Hundred thousand dollar experiment

Here’s the objective: turn a hundred thousand dollars into a million in the stock market. I’ll make a couple of unlikely set-ups here, such as the hundred thousand is sitting in a Roth IRA account – that eliminates tax issues. This hundred thousand may only reflect one part of the overall retirement monies – for example, perhaps the other money is invested in an investment grade insurance contract. That way, the person is going to have a guaranteed income for retirement even without the hundred thousand in the Roth IRA.

I’m generally not agreeable to cheap stocks, much less penny stocks as meaningful investments but here we go anyway:

Bought 22,000 shares of RBS at $4.35 (Friday’s closing price)
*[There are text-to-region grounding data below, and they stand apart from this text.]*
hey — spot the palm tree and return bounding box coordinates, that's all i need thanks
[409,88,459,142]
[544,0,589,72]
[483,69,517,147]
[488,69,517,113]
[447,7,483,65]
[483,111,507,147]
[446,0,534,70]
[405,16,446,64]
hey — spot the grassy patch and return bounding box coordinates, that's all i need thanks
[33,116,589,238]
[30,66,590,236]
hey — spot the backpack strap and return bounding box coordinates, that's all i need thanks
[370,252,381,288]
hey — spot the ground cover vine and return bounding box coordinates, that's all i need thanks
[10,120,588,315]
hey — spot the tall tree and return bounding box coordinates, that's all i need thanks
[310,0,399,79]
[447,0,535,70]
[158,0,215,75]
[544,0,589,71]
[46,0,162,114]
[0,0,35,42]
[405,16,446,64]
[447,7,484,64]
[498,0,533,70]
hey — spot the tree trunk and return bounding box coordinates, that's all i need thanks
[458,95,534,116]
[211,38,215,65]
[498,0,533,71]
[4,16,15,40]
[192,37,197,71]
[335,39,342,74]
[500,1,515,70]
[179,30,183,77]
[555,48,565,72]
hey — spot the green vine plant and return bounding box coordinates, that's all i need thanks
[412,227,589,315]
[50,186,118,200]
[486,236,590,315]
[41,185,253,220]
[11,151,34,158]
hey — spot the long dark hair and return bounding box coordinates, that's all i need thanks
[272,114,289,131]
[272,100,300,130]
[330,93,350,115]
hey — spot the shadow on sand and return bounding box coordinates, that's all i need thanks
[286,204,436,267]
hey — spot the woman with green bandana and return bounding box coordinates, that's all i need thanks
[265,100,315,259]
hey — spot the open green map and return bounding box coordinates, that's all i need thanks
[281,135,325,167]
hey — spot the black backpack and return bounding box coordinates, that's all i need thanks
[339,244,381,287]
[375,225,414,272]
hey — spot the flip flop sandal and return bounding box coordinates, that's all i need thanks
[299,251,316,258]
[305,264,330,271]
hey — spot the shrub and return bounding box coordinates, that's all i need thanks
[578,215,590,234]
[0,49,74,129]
Risk: 20 cents per share, for stop out around $4.15; total risk is approximately $4400. The Royal Bank of Scotland isn’t being favored by investors but who’s to say things can’t change, and if the stock is high or a value?

And now here is the lottery ticket, 100,000 shares of IFLI at 1.5 cents. That’s right, a penny and a half, for an investment of $1,500. We may never see this money again, yet, if all this talk of the rise of MMA as the next big sport takes off and the IFL benefits, and if luck may have it that the share price goes up ten points we’ve got seven figures just on this position (and therefore our million dollar objective). I would not dare say that buying IFL is like buying the equivalent of an NFL in its infancy. You may recall the XFL, a professional football league in 2001 that only lasted one season. The XFL was intended to be a major professional sports league to complement the off-season of the NFL, but didn’t quickly pick up a large audience and ended after one season. The IFL lacks the same kind of organization that makes the NFL, NBA, MLB, World Wrestling Federation, etc. operate as a powerful force. The more organized you are, the greater your edge, be it, in a personal sense or a corporate one. I would never spend a dollar on a lotto ticket, but a penny and a half or two cents on a dream… well, for some this is going be like taking those annual lotto dollars and putting it to work someplace else.

*Update: RBS went up approximately fifty cents, then down, so at best it brought a small immediate profit, broke even or triggered a small loss depending on timing/exit ability. This bank was caught up in bailout activity and due to reverse stock splits the stock trades approximately from $9 to $19. The best we could have hoped for was this kind of run without a reverse-split. This part of the experiment failed.

*Update: IFLI never made any progress, it held on for a fraction of a cent and in 2010 it sought a reverse stock split of perhaps 200 shares to become one new share. Yikes! This long-shot failed.